Reproducable Data Science
I recently gave a talk entitled “Data Pipelines A La Mode”, with the following premise.
We can use techniques from functional programming and distributed build systems in our (big) data (science) pipelines to allow us to know what code was used for each step, not lose any previous results as we improve our algorithms and avoid repeating work that has been done already
What are data pipelines?
I will take a pretty broad definition: A set of tasks that have dependencies between them (ie one must occur after the other)

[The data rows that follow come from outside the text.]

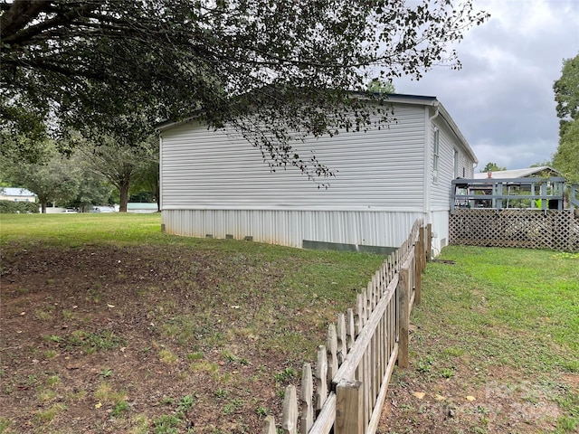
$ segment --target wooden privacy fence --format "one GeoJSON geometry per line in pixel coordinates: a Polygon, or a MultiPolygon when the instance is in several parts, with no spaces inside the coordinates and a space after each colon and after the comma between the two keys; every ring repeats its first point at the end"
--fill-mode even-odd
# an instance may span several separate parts
{"type": "MultiPolygon", "coordinates": [[[[284,433],[375,432],[394,363],[408,366],[410,312],[421,301],[431,232],[431,225],[416,221],[406,241],[357,295],[356,307],[329,326],[315,372],[303,365],[299,397],[294,385],[286,388],[284,433]]],[[[268,416],[262,434],[276,432],[268,416]]]]}

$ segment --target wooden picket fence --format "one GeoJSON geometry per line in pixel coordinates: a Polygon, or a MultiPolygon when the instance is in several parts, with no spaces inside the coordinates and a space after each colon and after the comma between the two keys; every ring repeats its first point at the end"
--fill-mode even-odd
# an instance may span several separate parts
{"type": "MultiPolygon", "coordinates": [[[[356,307],[329,326],[315,373],[310,363],[303,365],[299,401],[294,385],[285,390],[285,434],[376,431],[394,364],[408,366],[410,312],[421,301],[431,233],[431,225],[416,221],[406,241],[357,295],[356,307]]],[[[262,434],[276,433],[275,419],[268,416],[262,434]]]]}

We can represent a pipeline as a Directed Acyclic Graph (DAG). It is common to just refer to a pipeline as a dag, ill do so in other bits of this article
The simple pipeline we will be looking at in this article has four steps and the
following DAG. Once download_images
has completed, both edge_enhance
and
blur
can run, then we make a collage
of the results.
We can see the dag as an opportunity for parallelism
Three Things We Care About
Provenance: Do we know what data was used in a particular analysis?
Reproducibility: Can we run the analysis again?
Incrementality: If we change the dag or the tasks, can we avoid re-running things we already did?
How does being “pure” help us?
We are using the word pure in the same sense functional programming does:
A pure function is a function where the return value is only determined by its input values.
In functional programming, this means that a given invocation of a function can be replaced by it’s result, this permits memoization.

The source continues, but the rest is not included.